Day 4: Semantic Chunking — When Meaning Decides Where to Split

Smart chunking decides RAG quality. Learn semantic chunking with Sentence Transformers, when to use embedding-based chunking, and the cost tradeoffs that matter.

Parathan ThiyagalingamParathan Thiyagalingam
May 10, 20266 min read
Day 4: Semantic Chunking — When Meaning Decides Where to Split

Day 3 is called "semantic chunking", but I only glanced at it. Today, we slow down. The full recipe: working code with sentence-transformers, where the similarity threshold actually comes from, and when the smarter strategy is worth its cost.

This blog post is a daily learning summary of my 40-day RAG class from Syed Jaffer of Parotta Salna.

Terms Used Today

  1. Semantic chunking: Splitting text where the meaning shifts, instead of at fixed sizes or arbitrary intervals.
  2. Sentence-transformers: A free, open-source library for running embedding models locally.
  3. Similarity threshold: The cutoff (e.g., 0.5) below which two adjacent sentences are treated as a topic shift, triggering a new chunk.
  4. all-MiniLM-L6-v2: A small, fast, free sentence-embedding model. A common default for local semantic chunking.

1. Why We Even Chunk:

Picture this. We ask our RAG bot:

"What's our refund policy for damaged items?"

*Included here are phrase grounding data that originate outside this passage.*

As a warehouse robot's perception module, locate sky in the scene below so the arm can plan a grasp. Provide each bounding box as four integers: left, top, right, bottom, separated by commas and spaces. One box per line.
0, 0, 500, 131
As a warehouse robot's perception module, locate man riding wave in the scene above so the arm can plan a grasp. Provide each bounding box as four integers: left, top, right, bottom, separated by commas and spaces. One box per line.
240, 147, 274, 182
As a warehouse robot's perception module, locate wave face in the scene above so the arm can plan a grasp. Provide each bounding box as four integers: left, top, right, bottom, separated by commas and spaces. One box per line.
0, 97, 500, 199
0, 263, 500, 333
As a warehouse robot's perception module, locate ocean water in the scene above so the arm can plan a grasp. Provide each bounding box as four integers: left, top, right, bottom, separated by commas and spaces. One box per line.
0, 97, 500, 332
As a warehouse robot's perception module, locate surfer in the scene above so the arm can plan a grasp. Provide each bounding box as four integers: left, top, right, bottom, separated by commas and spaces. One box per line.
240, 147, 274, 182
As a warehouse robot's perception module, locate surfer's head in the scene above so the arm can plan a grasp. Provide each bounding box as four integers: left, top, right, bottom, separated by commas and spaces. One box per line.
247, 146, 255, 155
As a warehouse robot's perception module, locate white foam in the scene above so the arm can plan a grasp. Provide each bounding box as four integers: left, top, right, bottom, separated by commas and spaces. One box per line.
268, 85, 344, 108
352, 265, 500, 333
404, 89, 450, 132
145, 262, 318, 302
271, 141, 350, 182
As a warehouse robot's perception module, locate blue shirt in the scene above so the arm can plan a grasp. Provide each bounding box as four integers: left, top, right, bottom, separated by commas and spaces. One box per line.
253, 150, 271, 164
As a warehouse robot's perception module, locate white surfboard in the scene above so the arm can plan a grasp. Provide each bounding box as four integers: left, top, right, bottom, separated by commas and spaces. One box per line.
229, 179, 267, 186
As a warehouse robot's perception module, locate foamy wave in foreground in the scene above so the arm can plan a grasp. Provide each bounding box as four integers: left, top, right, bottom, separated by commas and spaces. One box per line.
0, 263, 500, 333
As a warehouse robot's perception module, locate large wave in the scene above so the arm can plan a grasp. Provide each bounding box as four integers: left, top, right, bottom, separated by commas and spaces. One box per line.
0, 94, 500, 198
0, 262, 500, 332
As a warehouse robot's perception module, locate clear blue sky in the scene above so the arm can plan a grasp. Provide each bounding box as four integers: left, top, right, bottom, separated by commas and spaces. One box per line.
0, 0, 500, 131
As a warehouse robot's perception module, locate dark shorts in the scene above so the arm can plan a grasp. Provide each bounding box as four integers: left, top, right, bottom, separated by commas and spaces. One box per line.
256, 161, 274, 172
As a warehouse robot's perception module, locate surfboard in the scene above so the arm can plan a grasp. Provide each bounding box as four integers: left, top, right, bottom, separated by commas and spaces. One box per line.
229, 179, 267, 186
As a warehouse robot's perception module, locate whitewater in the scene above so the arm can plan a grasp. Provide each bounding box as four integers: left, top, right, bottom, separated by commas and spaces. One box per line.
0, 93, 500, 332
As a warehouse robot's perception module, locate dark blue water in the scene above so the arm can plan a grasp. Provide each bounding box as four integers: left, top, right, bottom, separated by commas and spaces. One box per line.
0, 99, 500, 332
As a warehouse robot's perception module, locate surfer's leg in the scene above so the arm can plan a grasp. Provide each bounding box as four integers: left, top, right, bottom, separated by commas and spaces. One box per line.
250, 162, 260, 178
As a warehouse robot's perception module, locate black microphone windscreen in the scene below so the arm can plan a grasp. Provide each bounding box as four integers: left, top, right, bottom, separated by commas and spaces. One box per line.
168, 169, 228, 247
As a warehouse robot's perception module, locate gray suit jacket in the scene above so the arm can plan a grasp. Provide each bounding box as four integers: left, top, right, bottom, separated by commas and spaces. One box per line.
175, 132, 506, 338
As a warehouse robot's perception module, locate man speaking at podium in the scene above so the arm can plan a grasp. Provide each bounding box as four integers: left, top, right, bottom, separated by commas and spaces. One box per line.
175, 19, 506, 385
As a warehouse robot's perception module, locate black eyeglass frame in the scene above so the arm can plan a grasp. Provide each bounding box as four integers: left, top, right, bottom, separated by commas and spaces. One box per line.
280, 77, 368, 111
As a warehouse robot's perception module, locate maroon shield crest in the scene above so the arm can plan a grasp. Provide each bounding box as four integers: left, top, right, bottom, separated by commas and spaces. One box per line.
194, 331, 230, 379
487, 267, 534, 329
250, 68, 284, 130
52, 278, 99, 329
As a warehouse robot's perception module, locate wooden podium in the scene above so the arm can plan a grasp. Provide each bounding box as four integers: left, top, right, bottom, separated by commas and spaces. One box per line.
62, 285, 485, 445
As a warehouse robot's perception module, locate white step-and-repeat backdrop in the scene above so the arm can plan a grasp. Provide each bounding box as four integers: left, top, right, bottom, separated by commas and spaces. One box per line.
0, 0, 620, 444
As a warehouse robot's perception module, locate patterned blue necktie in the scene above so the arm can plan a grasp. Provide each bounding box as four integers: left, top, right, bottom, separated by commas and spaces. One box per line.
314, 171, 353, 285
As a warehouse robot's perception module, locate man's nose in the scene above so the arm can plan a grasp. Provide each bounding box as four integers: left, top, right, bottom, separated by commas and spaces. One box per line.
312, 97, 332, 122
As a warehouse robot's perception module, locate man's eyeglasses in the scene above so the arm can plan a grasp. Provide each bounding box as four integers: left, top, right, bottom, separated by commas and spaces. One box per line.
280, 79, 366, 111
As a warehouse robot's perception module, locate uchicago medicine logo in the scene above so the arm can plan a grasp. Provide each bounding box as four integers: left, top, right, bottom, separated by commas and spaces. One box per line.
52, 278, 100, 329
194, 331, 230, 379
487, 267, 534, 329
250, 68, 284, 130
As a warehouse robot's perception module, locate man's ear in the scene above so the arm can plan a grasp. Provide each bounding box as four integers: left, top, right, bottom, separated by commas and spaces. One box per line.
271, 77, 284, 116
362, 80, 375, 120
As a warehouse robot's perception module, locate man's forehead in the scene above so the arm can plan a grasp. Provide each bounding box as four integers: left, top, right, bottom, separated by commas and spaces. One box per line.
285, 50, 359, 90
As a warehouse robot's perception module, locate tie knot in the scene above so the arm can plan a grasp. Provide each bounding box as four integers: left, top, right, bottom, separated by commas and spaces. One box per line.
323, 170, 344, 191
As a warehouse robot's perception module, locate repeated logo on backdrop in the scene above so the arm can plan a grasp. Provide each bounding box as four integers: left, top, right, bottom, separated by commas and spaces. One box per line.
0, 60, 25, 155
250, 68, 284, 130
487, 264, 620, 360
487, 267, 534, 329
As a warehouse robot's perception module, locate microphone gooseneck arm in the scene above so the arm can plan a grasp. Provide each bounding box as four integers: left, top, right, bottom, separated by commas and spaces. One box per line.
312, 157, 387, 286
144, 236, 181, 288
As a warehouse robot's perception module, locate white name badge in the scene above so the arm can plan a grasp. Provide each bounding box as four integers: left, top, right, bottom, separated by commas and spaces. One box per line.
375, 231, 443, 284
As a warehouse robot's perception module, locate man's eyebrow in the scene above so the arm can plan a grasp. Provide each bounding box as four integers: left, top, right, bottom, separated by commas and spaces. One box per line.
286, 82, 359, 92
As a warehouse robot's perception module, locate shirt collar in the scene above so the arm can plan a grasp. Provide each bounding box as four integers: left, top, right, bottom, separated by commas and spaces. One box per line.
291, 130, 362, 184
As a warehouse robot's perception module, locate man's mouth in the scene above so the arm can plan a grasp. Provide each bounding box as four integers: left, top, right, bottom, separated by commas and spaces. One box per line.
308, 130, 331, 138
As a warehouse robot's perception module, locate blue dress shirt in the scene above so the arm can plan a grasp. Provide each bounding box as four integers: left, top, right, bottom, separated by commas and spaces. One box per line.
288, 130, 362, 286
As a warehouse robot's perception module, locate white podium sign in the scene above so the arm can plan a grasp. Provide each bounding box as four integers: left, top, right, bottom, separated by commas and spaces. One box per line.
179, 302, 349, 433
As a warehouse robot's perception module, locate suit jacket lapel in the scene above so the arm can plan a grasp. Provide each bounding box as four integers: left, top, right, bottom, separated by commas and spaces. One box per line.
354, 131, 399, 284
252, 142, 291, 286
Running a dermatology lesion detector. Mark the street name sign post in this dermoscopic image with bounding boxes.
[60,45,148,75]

If our handbook is stored as one giant chunk, its embedding is the average of every topic in the book. Refunds, hiring, parking, harassment policy, holidays. That vector points everywhere and nowhere.

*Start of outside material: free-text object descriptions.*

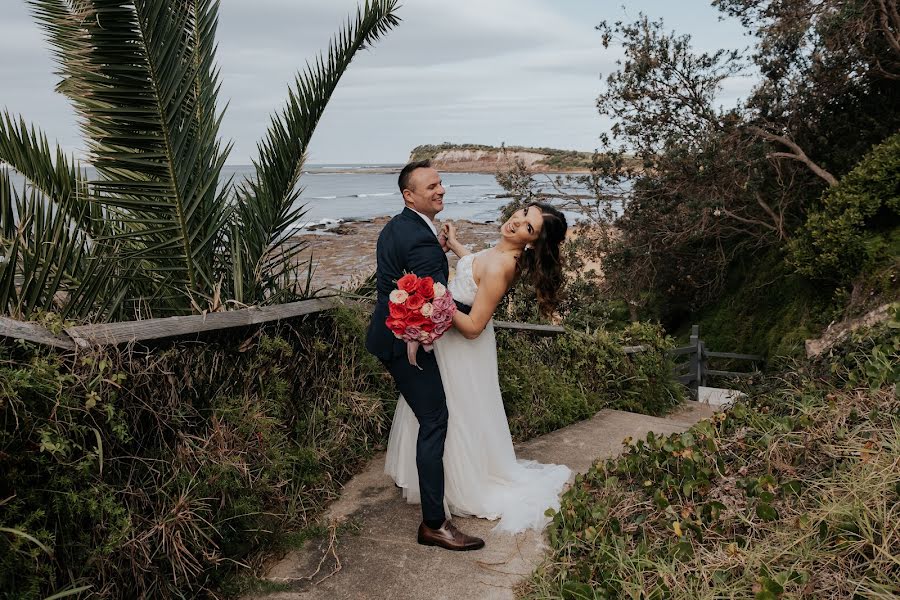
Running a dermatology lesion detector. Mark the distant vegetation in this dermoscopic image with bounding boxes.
[497,0,900,358]
[409,142,594,170]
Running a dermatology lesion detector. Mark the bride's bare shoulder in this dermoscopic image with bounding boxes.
[473,252,516,281]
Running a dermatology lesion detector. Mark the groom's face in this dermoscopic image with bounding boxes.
[403,168,445,219]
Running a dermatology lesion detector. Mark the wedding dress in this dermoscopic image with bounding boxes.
[385,253,571,533]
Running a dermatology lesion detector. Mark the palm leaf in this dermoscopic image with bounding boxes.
[31,0,228,309]
[231,0,400,302]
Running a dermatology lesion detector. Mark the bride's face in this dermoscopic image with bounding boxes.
[500,206,544,247]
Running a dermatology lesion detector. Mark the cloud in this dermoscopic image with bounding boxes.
[0,0,748,164]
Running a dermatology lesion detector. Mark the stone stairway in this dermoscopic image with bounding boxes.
[248,402,713,600]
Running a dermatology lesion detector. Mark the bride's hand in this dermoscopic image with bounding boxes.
[441,222,456,242]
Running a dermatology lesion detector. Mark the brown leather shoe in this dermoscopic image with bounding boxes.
[418,519,484,550]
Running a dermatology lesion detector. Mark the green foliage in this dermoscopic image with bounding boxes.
[497,324,683,439]
[0,310,396,599]
[409,142,593,171]
[0,0,399,320]
[524,314,900,600]
[791,133,900,283]
[679,250,842,359]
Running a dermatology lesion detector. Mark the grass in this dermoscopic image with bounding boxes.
[520,310,900,600]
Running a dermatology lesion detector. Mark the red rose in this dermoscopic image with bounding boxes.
[406,294,425,312]
[416,277,434,300]
[397,273,419,294]
[388,302,409,319]
[384,317,406,335]
[403,311,431,327]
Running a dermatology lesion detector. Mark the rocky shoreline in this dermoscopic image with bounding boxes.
[289,216,499,291]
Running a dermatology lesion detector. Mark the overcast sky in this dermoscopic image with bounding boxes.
[0,0,752,164]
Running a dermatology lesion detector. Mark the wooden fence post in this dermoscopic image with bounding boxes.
[689,325,702,394]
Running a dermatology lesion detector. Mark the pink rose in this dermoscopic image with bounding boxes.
[416,277,434,300]
[397,273,419,292]
[432,293,456,311]
[389,290,409,304]
[406,294,425,310]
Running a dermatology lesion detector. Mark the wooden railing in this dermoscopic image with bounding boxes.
[0,310,763,376]
[0,296,572,351]
[672,325,765,389]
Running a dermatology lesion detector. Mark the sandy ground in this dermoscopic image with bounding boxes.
[294,217,499,290]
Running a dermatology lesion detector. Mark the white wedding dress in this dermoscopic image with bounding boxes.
[385,254,571,533]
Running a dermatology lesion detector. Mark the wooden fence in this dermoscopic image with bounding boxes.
[0,296,565,350]
[672,325,765,389]
[0,296,763,388]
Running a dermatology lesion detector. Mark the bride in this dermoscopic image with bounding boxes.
[385,203,570,533]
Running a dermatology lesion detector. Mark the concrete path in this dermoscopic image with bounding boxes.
[250,402,713,600]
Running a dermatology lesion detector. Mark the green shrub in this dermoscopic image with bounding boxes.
[0,310,396,599]
[522,313,900,600]
[497,324,683,439]
[791,133,900,282]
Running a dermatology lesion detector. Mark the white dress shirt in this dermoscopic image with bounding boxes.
[407,206,437,237]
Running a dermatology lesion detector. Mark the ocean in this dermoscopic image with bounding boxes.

Split the same handbook by topic, and the "refund policy" section gets its own sharp embedding pointing straight at refund questions. Retrieval lights up.

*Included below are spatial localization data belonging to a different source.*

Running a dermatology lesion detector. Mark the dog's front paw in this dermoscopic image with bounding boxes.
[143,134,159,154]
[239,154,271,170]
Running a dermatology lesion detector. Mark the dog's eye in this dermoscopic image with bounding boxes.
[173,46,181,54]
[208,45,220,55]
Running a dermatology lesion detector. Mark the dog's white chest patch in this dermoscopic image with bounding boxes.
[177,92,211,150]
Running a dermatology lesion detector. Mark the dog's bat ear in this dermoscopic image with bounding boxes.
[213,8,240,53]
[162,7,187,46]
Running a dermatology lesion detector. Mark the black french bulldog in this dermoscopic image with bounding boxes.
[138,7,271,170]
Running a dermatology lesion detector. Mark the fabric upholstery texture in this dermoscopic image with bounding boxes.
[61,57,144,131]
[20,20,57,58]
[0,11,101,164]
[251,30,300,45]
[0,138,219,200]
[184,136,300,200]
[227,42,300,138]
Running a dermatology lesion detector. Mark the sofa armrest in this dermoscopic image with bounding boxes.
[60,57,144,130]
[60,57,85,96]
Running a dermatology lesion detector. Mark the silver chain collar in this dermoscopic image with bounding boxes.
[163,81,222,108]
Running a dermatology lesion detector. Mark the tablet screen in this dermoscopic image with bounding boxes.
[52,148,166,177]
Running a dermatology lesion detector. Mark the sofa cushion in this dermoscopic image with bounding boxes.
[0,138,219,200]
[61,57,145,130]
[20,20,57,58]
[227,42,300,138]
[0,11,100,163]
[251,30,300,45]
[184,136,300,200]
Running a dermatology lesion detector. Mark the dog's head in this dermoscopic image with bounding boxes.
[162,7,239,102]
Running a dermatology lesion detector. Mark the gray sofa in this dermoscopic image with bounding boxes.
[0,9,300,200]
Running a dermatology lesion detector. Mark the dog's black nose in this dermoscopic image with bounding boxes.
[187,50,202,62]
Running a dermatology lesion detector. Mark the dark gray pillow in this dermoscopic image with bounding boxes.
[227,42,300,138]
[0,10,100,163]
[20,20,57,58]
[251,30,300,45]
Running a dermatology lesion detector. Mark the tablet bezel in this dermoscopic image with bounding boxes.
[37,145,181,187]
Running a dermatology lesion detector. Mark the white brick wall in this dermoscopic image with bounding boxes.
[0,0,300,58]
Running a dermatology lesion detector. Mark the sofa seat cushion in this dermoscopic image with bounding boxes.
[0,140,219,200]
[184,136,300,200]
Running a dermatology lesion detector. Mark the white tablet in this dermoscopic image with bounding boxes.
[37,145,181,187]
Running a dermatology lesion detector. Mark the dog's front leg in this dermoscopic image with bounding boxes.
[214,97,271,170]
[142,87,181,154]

Chunking groups related sentences so each embedding has one clear meaning the search can latch onto.

That is the whole point. Better chunking, better relevancy.

2. Why Overlap Sometimes Isn't Enough:

Day 3 introduced fixed-size, overlapping, and semantic chunking. Today we slow down on the third.

Here is the issue with overlapping chunks. Sometimes the overlap still doesn't make sense. If the window happens to cut between "Roman Empire" and "Han dynasty", we have stitched two unrelated topics into one chunk and called it context. The embedding goes back to being mush.

Semantic chunking fixes this by asking a different question:

"Where does the topic actually change?"

3. Semantic Chunking, in Plain English:

The recipe:

  1. Break the document into sentences.
  2. Embed each sentence.
  3. Walk through them one by one, comparing each to the previous.
  4. When the similarity drops below a threshold, that is a topic shift. Start a new chunk.

No fixed sizes. No arbitrary overlap. Chunks end up whatever shape the meaning takes.

4. Working Code with Sentence Transformers:

sentence-transformers is a free open-source library that runs embedding models on our laptop. No API key. No per-token cost.

from sentence_transformers import SentenceTransformer

from sklearn.metrics.pairwise import cosine_similarity

import re

model = SentenceTransformer('all-MiniLM-L6-v2')

text = (

"The Roman Empire began in 27 BC. "

"Augustus became its first emperor. "

"He reformed the army and built roads across Europe. "

"Meanwhile, in China, the Han dynasty was flourishing. "

"They invented paper and opened the Silk Road. "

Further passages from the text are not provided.